Me Carine Cohen, associée au sein du cabinet Walter Billet, en charge de la pratique droit social, nous éclaire sur les dernières évolutions qu'a connues le contentieux relatif au harcèlement moral au travail.
Pouvez-vous vous présenter en quelques mots et nous expliquer les valeurs que vous défendez au sein de votre cabinet ?
Je suis avocate depuis 10 ans, avec une pratique orientée exclusivement en droit du travail. Je suis arrivée chez Walter Billet il y 2 ans pour mettre en place et développer la pratique « droit du travail ».
Nos valeurs consistent à entretenir un lien particulier avec nos clients pour répondre au mieux à leurs demandes. Un grand nombre de nos clients est orienté vers les nouvelles technologies, et les entreprises que nous conseillons n’ont pas toujours conscience des contraintes et exigences existant en droit du travail. Nous devons donc avoir une vision pragmatique du droit pour l’adapter aux besoins et aux moyens de nos clients.
Le texte régissant le harcèlement moral a été rédigé de manière large, permettant de sanctionner un grand nombre de comportements, sans même les caractériser ni les énumérer. Pensez-vous que cela contribue à la judiciarisation des relations sociales ?
Le Code du travail pose une définition légale de certaines situations, mais ne fait pas état d’exemples ou de description de cas de figure qui s’y rapportent. Il revient à la jurisprudence (Cour de cassation et juges du fond) d’appliquer la définition légale à chaque cas d’espèce. Cela peut donc participer à la judiciarisation des relations sociales, du moins durant la période pendant laquelle les juges vont devoir dessiner les contours de l’application concrète des définitions posées par les textes du Code du travail.
Ainsi, peu de temps après l’adoption de la loi de modernisation sociale qui a introduit la notion de harcèlement moral, le contentieux relatif à la reconnaissance d’une situation de harcèlement a effectivement explosé dans la mesure où les contours de cette notion n’étaient pas clairement fixés et devaient être délimités par la jurisprudence.

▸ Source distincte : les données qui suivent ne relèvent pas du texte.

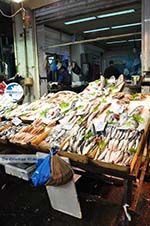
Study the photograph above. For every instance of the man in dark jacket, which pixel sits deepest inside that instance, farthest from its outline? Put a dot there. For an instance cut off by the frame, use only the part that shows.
(111, 70)
(64, 78)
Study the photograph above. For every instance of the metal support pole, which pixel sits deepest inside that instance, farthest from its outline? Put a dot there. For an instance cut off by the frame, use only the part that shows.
(146, 37)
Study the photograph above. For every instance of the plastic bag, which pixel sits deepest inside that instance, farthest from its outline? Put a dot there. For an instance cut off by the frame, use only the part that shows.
(61, 172)
(43, 171)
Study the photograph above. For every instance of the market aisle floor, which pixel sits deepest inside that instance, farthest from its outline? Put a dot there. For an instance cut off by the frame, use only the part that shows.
(23, 205)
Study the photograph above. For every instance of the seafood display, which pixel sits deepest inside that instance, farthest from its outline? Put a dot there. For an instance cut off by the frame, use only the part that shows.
(100, 122)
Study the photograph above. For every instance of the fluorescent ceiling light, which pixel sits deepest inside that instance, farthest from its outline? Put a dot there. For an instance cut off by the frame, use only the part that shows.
(96, 30)
(125, 25)
(123, 41)
(135, 40)
(116, 42)
(17, 1)
(116, 13)
(80, 20)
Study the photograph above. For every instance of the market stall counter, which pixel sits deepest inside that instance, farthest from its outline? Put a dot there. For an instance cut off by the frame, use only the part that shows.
(101, 130)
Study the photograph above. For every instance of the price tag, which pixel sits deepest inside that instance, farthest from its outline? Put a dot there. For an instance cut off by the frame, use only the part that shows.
(46, 121)
(100, 126)
(16, 121)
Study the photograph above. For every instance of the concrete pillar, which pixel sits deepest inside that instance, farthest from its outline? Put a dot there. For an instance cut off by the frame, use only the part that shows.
(27, 64)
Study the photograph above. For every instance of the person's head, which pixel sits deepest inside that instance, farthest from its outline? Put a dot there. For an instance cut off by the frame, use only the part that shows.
(59, 65)
(2, 78)
(111, 62)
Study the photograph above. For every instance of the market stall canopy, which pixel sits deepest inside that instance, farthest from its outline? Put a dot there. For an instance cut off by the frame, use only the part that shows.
(92, 19)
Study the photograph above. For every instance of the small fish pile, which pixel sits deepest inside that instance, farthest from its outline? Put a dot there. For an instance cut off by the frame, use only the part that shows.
(112, 145)
(120, 146)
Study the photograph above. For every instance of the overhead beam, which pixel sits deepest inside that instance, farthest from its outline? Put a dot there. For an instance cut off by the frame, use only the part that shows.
(94, 40)
(74, 8)
(34, 4)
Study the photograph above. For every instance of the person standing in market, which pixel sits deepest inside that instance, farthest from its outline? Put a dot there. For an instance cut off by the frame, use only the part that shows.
(64, 78)
(111, 70)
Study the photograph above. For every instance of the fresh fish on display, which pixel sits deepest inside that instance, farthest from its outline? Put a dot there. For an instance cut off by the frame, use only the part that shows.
(108, 156)
(118, 157)
(137, 110)
(102, 155)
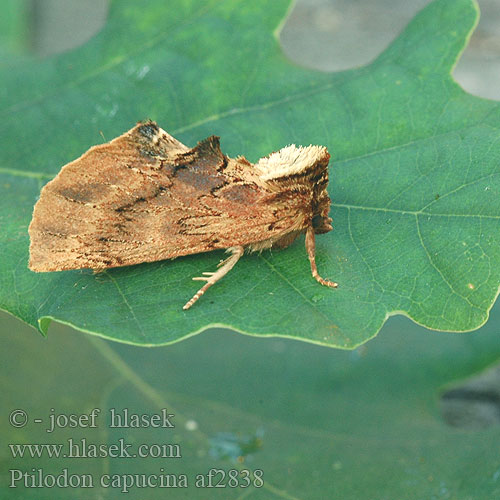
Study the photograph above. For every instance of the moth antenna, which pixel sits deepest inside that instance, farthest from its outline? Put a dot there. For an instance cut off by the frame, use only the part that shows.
(311, 253)
(225, 267)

Cela dit, après près d’une vingtaine d’années au cours desquelles la Cour de cassation mais également les juges du fond ont eu à se prononcer sur ce sujet, il est désormais plus simple d’appréhender la notion de harcèlement moral, tant en précontentieux, qu’une fois le contentieux initié.
La Cour de cassation a validé le 17 juillet 2019 le barème Macron qui plafonne les indemnités accordées en cas de licenciement abusif. Or, le plafonnement ne s’applique pas en cas de harcèlement moral. Pensez-vous qu’il faut dès lors s’attendre à une augmentation du volume du contentieux pour harcèlement moral ?

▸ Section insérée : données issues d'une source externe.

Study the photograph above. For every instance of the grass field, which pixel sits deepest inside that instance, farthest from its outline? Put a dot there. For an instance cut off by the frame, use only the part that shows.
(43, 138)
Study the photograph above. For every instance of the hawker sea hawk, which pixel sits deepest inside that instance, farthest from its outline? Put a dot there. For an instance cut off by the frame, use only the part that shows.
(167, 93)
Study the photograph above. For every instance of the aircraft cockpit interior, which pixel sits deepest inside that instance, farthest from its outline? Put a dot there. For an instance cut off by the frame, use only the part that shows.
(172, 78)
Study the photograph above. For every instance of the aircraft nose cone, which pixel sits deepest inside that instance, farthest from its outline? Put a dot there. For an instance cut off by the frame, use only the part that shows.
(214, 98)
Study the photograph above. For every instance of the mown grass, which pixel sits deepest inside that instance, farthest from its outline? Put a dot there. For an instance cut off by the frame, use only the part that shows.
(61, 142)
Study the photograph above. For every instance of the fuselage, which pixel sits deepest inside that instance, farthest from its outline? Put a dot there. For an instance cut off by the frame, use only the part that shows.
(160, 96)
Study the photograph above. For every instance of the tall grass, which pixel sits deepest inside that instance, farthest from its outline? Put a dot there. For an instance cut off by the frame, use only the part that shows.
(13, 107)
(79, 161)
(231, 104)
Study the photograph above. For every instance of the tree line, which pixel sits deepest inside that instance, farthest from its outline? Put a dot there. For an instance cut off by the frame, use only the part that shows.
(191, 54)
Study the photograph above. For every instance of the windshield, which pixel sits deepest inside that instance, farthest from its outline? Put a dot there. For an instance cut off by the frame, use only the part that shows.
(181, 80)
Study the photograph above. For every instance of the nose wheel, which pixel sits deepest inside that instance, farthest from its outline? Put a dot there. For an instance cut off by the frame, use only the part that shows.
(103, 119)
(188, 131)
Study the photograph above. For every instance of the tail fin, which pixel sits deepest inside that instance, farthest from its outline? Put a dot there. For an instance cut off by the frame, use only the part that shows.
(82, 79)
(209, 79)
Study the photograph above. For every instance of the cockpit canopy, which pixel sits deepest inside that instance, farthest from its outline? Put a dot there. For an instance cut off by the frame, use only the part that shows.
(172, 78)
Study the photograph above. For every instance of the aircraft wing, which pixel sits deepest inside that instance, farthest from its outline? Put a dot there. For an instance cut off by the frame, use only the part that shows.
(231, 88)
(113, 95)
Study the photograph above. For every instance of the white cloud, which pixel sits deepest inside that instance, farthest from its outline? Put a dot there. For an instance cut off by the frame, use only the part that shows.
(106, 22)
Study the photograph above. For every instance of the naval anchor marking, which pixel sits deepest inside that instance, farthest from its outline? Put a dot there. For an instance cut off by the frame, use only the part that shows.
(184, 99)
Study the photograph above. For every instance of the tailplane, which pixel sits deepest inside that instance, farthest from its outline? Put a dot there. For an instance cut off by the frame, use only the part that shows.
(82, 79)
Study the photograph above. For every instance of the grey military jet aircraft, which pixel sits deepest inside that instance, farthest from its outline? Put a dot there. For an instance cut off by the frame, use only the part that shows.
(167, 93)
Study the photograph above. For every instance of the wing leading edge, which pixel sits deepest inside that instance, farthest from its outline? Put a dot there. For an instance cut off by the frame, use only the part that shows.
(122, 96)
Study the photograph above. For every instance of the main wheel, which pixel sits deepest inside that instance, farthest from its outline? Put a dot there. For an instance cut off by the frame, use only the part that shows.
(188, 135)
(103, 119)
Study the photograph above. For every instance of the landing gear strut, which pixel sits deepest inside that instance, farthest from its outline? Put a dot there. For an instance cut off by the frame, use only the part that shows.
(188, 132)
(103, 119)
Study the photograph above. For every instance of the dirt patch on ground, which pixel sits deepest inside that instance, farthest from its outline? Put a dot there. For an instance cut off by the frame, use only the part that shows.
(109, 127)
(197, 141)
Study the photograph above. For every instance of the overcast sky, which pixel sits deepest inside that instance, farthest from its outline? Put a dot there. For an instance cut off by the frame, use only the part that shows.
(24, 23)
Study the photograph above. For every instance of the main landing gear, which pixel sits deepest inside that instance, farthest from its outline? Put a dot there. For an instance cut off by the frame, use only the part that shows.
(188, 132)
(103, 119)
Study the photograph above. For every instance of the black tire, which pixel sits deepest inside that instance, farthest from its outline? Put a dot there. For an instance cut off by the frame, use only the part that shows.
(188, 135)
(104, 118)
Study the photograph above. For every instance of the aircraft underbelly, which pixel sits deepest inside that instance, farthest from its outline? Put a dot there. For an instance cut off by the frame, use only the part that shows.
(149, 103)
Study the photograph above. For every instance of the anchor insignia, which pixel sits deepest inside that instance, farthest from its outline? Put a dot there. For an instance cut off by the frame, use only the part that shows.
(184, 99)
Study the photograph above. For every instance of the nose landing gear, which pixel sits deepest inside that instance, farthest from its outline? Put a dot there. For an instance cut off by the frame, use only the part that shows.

Deux ans après l’adoption des ordonnances Macron, il est possible de constater que les réclamations relatives à des situations de harcèlement moral ont augmenté et ceci tant au stade précontentieux, que contentieux.
Les salariés ont compris que pour obtenir une indemnisation allant au-delà du barème, il était possible de s’appuyer sur l’existence d’un harcèlement moral ou d’une discrimination.

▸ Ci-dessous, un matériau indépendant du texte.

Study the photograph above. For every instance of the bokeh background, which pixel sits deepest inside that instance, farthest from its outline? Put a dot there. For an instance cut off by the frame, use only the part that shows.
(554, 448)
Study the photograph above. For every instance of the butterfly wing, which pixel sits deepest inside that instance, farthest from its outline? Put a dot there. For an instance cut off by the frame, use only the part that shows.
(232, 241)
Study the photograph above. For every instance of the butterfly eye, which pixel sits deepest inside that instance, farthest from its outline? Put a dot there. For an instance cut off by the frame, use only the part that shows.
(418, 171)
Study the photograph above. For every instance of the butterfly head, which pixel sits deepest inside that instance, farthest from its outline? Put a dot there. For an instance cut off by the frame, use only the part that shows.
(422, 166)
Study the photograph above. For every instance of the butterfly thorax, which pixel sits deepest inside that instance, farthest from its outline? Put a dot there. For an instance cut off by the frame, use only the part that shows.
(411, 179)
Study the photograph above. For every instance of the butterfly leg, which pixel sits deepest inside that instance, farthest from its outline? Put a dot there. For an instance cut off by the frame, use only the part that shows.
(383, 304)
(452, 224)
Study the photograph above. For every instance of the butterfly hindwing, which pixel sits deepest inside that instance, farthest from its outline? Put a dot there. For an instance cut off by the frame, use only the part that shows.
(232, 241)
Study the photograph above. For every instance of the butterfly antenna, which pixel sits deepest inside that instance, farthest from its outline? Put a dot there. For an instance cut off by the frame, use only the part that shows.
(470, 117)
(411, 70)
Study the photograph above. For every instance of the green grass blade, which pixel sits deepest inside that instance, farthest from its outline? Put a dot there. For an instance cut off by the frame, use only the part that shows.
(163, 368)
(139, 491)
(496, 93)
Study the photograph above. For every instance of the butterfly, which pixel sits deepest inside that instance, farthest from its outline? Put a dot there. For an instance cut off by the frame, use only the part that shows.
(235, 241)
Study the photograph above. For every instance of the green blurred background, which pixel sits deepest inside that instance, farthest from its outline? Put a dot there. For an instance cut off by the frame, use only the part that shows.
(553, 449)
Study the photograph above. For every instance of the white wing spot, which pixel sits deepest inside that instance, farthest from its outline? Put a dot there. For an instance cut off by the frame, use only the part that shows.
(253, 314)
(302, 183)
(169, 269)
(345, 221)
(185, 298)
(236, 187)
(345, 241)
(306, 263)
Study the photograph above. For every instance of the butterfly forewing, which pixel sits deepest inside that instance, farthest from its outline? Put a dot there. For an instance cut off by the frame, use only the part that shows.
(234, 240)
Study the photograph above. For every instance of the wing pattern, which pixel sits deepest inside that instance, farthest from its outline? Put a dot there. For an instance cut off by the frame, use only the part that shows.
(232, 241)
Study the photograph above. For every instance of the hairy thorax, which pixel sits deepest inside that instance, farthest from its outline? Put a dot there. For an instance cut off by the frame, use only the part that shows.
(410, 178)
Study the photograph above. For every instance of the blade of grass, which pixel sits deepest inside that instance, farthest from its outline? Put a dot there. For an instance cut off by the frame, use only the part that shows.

Cela se traduit par des contentieux plus complexes, car la charge de la preuve en matière de harcèlement (et de discrimination) est partagée : le salarié doit produire des éléments qui laissent supposer l’existence d’une situation de harcèlement, et l’employeur doit démontrer que les agissements litigieux sont étrangers à toute situation de harcèlement.
Alors qu’auparavant, les contentieux étaient cristallisés autour de la rupture du contrat (motif du licenciement et son bien-fondé), aujourd’hui ces contentieux ont également trait aux conditions d’exécution du contrat (le manager a-t-il eu un comportement inadapté ? Si une réclamation de harcèlement a été formulée avant la rupture du contrat, est-ce qu’une enquête a été réalisée par l’employeur ?, etc).
Les dossiers sont donc plus lourds et plus fastidieux à gérer aussi bien pour l’employeur que pour l’avocat.
Le montant d’indemnités accordées sur le fondement du harcèlement moral varie fortement entre les juridictions : ainsi, par exemple, la Cour d’appel de Poitiers indemnise en moyenne la victime à hauteur de 5 600 euros, alors que la Cour d’appel de Limoges l’indemnise pour un montant de 11 800 euros. Comment ces différences peuvent-elles s’expliquer selon vous ?
L’indemnisation du préjudice subi relève de l'appréciation souveraine des juges du fond : certains juges ont une appréciation du préjudice plus restrictive que d’autres, certains vont exiger des éléments probatoires différents selon les espèces. Ceci explique que les dommages et intérêts alloués par les juges diffèrent en fonction des juridictions.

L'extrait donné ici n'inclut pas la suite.